It will be unnecessary to discuss the position and relations of the valley tribes beyond the suggestions made. The Aztec monarchy should be dismissed from American aboriginal history, not only as delusive, but as a misrepresentation of the Indians, who had neither developed nor invented monarchical institutions. The government they formed was a confederacy of tribes, and nothing more; and probably not equal in plan and symmetry with that of the Iroquois. In dealing with this organization, War-chief, Sachem, and Chief will be sufficient to distinguish their official persons. The pueblo of Mexico was the largest in America. Romantically situated in the midst of an artificial lake, its large joint-tenement houses plastered over with gypsum, which made them a brilliant white, and approached by causeways, it presented to the Spaniards, in the distance a striking and enchanting spectacle. It was a revelation of an ancient society lying two ethnical periods back to European society, and eminently calculated, from its orderly plan of life, to awaken curiosity and inspire enthusiasm. A certain amount of extravagance of opinion was unavoidable.
A few particulars have been named tending to show the extent of Aztec advancement to which some others may now be added. Ornamental gardens were found, magazines of weapons and of military costumes, improved apparel, manufactured fabrics of cotton of superior workmanship, improved implements and utensils, and an increased variety of food; picture-writing, used chiefly to indicate the tribute in kind each subjugated village was to pay; a calendar for measuring time, and open markets for the barter of commodities. Administrative offices had been created to meet the demands of a growing municipal life; priesthood, with temple worship and a ritual including human sacrifice, had been established. The office of head war-chief had also risen into increased importance. These, and other circumstances of their condition, not, necessary to be detailed, imply a corresponding development of their institutions. Such are some of the differences between the Lower and the Middle Status of barbarism, as illustrated by the relative conditions of the Iroquois and the Aztecs, both having doubtless the same original institutions.

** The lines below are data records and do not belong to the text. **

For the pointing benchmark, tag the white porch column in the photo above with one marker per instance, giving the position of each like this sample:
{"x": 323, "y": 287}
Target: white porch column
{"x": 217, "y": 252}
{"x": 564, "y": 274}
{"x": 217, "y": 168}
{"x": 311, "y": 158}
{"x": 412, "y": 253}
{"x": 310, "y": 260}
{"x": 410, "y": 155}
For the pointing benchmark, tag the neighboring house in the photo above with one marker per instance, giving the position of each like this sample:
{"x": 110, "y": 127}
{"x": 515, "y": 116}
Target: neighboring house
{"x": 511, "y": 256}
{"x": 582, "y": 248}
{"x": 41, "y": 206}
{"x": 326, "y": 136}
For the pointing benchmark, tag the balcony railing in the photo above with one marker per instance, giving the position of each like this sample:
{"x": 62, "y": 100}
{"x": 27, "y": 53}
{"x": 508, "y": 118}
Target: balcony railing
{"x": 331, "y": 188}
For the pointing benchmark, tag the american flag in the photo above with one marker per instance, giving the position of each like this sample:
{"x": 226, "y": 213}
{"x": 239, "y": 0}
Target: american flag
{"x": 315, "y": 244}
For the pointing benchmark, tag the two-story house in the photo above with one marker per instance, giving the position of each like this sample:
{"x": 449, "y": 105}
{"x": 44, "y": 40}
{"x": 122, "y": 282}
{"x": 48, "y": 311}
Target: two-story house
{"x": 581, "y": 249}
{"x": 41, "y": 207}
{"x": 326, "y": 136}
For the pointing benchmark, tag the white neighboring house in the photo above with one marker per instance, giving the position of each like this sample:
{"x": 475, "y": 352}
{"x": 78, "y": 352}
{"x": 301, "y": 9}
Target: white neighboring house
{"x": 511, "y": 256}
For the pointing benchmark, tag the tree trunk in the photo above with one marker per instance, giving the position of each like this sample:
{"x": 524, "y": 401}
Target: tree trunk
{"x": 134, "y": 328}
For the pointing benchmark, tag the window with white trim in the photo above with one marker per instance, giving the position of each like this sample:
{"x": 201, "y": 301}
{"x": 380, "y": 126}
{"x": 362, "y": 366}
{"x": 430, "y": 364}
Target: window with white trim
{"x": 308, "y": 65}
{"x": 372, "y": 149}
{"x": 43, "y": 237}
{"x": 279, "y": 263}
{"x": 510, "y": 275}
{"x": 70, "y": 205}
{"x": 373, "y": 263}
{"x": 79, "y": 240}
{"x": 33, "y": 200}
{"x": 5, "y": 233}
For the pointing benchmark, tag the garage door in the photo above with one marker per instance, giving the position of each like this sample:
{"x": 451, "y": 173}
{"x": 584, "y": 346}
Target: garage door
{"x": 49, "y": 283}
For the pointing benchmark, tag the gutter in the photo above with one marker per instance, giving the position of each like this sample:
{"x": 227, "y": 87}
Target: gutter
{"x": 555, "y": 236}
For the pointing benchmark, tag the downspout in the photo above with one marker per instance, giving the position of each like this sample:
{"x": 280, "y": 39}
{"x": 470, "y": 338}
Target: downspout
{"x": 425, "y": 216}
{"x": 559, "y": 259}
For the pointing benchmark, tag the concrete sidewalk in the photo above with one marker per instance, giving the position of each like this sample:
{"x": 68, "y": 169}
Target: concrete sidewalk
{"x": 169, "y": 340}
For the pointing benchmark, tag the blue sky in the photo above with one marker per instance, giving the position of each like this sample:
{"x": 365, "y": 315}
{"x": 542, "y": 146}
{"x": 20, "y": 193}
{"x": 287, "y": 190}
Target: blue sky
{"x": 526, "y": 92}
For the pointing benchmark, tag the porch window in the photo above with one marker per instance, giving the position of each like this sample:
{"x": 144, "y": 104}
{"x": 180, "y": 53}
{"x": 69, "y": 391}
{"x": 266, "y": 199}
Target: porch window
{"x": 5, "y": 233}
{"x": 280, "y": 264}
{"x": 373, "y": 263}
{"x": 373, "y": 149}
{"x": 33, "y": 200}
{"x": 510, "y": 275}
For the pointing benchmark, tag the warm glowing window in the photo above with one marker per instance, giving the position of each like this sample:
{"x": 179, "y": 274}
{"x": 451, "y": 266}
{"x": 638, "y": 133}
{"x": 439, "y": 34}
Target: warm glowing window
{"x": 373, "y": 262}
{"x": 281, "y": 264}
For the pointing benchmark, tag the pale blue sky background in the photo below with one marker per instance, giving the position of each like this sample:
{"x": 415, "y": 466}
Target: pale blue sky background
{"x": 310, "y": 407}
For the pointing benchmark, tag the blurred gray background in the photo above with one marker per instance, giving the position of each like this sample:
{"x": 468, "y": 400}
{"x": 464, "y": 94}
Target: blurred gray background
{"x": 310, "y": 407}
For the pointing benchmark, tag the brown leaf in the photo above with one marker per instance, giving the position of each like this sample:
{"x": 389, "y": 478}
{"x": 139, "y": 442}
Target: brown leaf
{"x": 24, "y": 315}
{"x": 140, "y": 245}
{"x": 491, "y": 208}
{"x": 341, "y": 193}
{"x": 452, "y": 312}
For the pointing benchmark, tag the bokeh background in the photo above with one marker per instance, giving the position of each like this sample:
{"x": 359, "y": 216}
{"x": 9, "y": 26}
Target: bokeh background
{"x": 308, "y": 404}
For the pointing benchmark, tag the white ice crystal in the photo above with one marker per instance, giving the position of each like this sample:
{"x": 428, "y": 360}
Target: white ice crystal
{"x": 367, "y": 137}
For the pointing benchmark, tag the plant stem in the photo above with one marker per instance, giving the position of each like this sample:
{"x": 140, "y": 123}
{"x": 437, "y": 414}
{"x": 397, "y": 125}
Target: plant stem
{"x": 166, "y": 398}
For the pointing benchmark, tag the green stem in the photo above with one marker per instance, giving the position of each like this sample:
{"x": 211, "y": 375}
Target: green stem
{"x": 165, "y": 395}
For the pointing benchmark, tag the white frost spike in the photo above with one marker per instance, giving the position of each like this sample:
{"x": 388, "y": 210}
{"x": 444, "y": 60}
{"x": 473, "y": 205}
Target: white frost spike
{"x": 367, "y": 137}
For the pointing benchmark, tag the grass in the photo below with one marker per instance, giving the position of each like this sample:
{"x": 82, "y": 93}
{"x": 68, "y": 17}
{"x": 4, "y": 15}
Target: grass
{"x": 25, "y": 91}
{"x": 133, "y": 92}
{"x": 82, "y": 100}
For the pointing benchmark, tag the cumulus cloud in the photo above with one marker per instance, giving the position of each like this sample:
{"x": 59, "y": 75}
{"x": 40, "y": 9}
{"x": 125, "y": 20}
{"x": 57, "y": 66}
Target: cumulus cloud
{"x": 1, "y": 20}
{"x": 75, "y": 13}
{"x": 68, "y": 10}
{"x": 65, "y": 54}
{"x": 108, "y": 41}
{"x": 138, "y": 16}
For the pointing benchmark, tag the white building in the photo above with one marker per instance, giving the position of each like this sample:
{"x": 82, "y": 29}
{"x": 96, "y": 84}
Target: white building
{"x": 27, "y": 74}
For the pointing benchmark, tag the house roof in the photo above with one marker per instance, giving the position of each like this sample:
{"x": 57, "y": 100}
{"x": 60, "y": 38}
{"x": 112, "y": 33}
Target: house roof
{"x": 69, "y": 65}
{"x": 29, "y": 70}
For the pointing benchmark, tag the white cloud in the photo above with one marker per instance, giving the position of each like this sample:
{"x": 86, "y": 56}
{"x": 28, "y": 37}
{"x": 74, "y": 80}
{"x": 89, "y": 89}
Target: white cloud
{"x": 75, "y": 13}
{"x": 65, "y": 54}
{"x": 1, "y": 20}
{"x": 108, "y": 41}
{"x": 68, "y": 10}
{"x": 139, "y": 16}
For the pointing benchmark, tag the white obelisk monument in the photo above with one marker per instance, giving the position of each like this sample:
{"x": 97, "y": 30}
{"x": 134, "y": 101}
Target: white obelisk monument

With these preliminary suggestions made, the three most important and most difficult questions with respect to the Aztec social system, remain to be considered. They relate first, to the existence of Gentes and Phratries; second, the existence and functions of the Council of Chiefs; and, third, the existence and functions of the office of General Military Commander, held by Montezuma.
It may seem singular that the early Spanish writers did not discover the Aztec gentes, if in fact they existed; but the case was nearly the same with the Iroquois under the observation of our own people more than two hundred years. The existence among them of clans, named after animals, was pointed out at an early day, but without suspecting that it was the unit of a social system upon which both the tribe and the confederacy rested.[11] The failure of the Spanish investigators to notice the existence of the gentile organization among the tribes of Spanish America would afford no proof of its non-existence; but if it did exist, it would simply prove that their work was superficial m this respect.
There is a large amount of indirect and fragmentary evidence in the Spanish writers pointing both to the gens and the phratry, some of which will now be considered. Reference has been made to the frequent use of the term ‘kindred’ by Herrera, showing that groups of persons were noticed who were bound together by affinities of blood. This, from the size of the group, seems to require a gens. The term ‘lineage’ is sometimes used to indicate a still larger group, and implying a phratry.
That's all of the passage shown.